# Best recipe!



## dreadyA (Dec 26, 2009)

I love food. Period. Its amazing to me! I just love how you explore different types of foods, flavors and different types of cultural food. I'm really really thankful that i'm not a pickey eater because that just means I can consume more flavors! Yum.
Ok, with that being said....
What are some of your best recipes that we can all share? 
Ohhh! And favorite snacks too! (Exampleeanut butter and banana sandwich)

I'm always hungry.


----------



## Yvonne G (Dec 26, 2009)

I'm a big fan of beans. Today I started a pot of navy beans and ham. Only problem is, the ham was super salty and I didn't realize it. I also added salt to the pot. When they were done, they're almost too salty to eat! Another dog food supplement!


----------



## egyptiandan (Dec 26, 2009)

"The Chicken Recipe"

2 lbs of chicken cut into 1 inch pieces
8 oz of sour cream
1 can of cream of chicken soup
1 Tbs of poppy seeds
1 stick of butter
45 Ritz crackers
egg noodles

Preheat oven to 350F

Chicken is best if frozen than thawed as opposed to fresh

Place cut up chicken in 9 X 12 baking dish

Mix sour cream, cream of chicken soup and poppy seeds together.
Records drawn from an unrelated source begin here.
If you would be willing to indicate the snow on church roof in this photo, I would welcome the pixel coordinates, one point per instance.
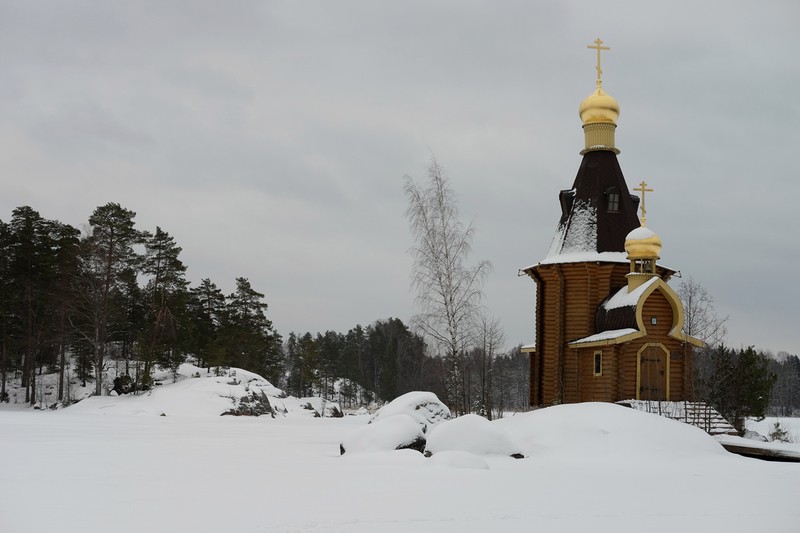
(606, 335)
(578, 233)
(623, 298)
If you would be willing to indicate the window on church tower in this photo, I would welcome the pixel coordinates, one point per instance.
(612, 200)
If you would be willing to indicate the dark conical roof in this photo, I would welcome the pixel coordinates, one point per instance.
(598, 212)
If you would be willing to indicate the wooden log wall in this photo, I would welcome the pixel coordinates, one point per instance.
(567, 299)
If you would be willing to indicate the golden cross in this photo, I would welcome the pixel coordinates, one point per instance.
(598, 46)
(643, 189)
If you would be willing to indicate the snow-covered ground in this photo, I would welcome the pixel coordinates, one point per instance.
(115, 464)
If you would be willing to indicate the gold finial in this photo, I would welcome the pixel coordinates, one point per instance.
(643, 189)
(598, 46)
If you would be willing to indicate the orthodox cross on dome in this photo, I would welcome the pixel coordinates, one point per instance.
(643, 189)
(598, 46)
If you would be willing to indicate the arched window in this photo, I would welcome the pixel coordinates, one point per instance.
(612, 200)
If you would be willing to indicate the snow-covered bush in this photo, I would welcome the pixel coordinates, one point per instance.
(473, 434)
(397, 432)
(424, 407)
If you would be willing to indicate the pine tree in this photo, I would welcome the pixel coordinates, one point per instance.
(206, 312)
(167, 295)
(107, 259)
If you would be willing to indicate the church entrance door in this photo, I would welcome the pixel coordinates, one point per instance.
(653, 374)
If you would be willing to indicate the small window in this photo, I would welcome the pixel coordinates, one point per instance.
(612, 200)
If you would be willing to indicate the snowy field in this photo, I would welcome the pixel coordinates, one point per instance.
(114, 464)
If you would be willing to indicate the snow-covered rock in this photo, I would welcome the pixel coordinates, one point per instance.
(397, 432)
(424, 407)
(592, 431)
(458, 459)
(473, 434)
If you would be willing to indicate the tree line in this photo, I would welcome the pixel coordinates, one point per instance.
(387, 359)
(116, 291)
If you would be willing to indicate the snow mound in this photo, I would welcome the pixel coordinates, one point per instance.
(599, 430)
(424, 407)
(397, 432)
(473, 434)
(195, 393)
(458, 459)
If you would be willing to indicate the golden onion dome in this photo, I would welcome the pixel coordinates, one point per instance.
(599, 107)
(642, 243)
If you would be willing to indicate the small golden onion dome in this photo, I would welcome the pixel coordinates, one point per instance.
(642, 243)
(599, 107)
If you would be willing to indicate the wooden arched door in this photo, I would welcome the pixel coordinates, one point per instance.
(652, 376)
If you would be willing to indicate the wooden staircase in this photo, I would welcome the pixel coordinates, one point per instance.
(698, 414)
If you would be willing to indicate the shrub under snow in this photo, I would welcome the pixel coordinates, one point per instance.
(424, 407)
(473, 434)
(398, 432)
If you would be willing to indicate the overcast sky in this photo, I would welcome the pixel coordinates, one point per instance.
(270, 139)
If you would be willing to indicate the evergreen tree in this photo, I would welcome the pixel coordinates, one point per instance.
(107, 259)
(167, 295)
(739, 384)
(206, 311)
(250, 341)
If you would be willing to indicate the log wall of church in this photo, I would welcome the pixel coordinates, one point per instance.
(569, 295)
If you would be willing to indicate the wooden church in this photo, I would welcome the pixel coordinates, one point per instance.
(608, 326)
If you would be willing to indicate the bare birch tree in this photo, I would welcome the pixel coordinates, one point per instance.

Spoon over chicken and mix well, this way the chicken dosn't stick to the bottom of the dish.

Melt the butter and crush the ritz crackers. Mix the crushed crackers in the butter. Spoon over the top of the chicken.

Bake for 45 minutes, let stand for 5 minutes.

Cook the egg noodles

Place noodles on the plate and spoon chicken recipe over noodles.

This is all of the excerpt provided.